1. Soaked the salted sakura flowers in water for at least 30 minutes to diminish their saltiness.
2. Transfer butter to a bowl, beat at lowest speed for 30 – 45 seconds until smooth. Scrape the sides of the bowl.
3. Sift powdered sugar into the butter, beat until incorporated, no need to beat until fluffy. Scrape the sides of the bowl.
4. Add egg yolk and vanilla extract, beat at lowest speed until incorporated. Scrape the sides of the bowl.
5. Sift together flour and leaf powder (if you’re using it). Sift ½ of the flour into the bowl, beat at lowest speed until incorporated. Sift the remaining flour, mix well. Gently mix and knead with your hand until all the ingredients are incorporated into a ball of dough.
6. Transfer the dough to a sheet of parchment paper, press your hands into the dough to flatten it. The dough may be a bit sticky here. Refrigerate for 15 – 20 minutes.
7. When the dough has hardened a little, roll it to approximately 5mm thickness. You can coat the rolling pin with some flour, or place another sheet of parchment paper on top of the dough before rolling to make it easier, like what I did in the video.
8. Cut the dough with the cookie cutter of your choice (or with a thin glass, or anything you see fit). After cutting, place the whole sheet of parchment paper in the refrigerator for 5 minutes, then take it out and remove the leftover dough. Place the cookies onto the baking tray (lined with a baking mat or parchment paper).
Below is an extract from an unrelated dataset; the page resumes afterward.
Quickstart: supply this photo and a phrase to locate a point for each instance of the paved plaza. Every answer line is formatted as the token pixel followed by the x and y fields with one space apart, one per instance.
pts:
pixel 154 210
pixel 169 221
9. Continue to roll and cut the remaining dough. This recipe makes 16 – 20 cookies depending on the thickness.
10. Place the whole baking tray into the fridge for about 15 minutes. Set the oven at 200°C / 392°F (both top and bottom heat).
11. Remove sakura flowers from the water bowl. Gently squeeze them to drain off the water and place them onto paper towels to dry. Right before baking, take the cookies out of the fridge, place the flowers onto the cookies. Press lightly so the flowers stick to the cookies.
12. Lower the oven to 170°C / 338°F. Bake in the middle of the oven at 170°C for 16 – 18 minutes until the edges of the cookies turn golden brown. After 12 – 14 minutes you can rotate the baking tray so that the cookies are evenly baked.
13. Let cool on the baking tray. Store in sealed box for 1 week. These cookies are more soft and cakey than crunchy. If you prefer them hard and crunchy, you can bake them at 110°C / 230°F for another 5 minutes, the texture will be crunchier (but also more crumbly and breakable).